When using BTS, to promote the creation of flocs and acquire all the benefits of the technology, the farmer needs to reduce water exchange to the minimum. In fact, the farmer needs to add a series of elements to the “raw” water and let it mature for a few days with high aeration to promote the growth of bioflocs without any water exchange; this allows reducing the intensity of water exchange from between 15% and 30% of the total volume of water per day to between 0% and 5%.
This characteristic of the BTS significantly reduces the water exchange energy used.
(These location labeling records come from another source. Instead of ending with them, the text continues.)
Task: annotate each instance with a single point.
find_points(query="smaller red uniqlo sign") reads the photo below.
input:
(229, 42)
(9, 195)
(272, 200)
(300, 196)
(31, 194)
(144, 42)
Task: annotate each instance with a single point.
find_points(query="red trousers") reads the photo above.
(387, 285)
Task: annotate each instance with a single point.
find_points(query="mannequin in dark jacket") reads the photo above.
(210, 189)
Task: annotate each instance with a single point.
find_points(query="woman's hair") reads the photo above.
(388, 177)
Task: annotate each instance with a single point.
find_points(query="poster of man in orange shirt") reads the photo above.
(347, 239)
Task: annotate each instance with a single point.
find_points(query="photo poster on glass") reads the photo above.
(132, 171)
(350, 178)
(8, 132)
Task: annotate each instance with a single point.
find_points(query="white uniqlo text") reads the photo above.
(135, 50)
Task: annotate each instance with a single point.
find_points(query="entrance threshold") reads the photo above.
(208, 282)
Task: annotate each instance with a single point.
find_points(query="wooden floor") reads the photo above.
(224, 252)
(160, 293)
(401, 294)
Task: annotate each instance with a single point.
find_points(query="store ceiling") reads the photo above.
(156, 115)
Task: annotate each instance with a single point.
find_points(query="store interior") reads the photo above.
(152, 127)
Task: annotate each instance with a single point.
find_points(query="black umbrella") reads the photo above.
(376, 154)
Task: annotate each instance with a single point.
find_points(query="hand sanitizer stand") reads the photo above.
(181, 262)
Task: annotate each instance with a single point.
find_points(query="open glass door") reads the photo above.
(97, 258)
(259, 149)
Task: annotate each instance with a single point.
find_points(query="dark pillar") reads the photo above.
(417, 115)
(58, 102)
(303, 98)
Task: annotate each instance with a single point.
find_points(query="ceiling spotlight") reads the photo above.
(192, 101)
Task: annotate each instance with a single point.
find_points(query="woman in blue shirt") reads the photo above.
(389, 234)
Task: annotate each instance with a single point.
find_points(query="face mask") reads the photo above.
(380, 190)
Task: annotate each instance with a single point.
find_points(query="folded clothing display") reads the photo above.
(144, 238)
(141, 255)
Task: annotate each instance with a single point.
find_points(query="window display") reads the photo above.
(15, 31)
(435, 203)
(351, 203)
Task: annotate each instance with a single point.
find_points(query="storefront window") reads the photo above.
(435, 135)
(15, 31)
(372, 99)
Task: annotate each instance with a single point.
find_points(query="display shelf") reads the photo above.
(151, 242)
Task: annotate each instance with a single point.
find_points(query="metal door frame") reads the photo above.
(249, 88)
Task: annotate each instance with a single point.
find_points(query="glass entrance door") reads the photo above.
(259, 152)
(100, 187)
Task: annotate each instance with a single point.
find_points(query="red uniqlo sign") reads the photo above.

According to some studies, even when accounting for the aeration energy increase derivated from the promotion of bioflocs (and increased oxygen consumption), biofloc systems reduce the overall energy consumed, therefore reducing the emission of greenhouse gases and significantly reducing the hydric footprint of production.
Apart from increasing productivity and reducing energy and water consumption, there is a very significant aspect of BTS that improves the sustainability of the farm, and that is the reduction in the use of antibiotics. Apart from the previously described improvement in survival and immune system boosting, the promotion of beneficial bacteria is incompatible with the application of antibiotics, therefore, farms using BTS do not use antibiotics in the production, which added to the significant reduction of water exchange has a substantial benefit in the surrounding water environment and a reduction of risk on human health.
Finally, the application of this technology (as well as the rest of the management methods that will be described in this series) require highly trained personnel. This means that farms need better-qualified labor, which results in highly paid jobs. These costs increase for the farm are well absorbed by the benefits of the technology both in environmental and economic terms, making BTS a truly sustainable technology.
Note: We tried to cover the most significant components and scientific bases for the BTS and its logic in this article. If you wish to implement this technology on your farm, we strongly recommend looking for expert advice since there are several details that we cannot cover in one paper.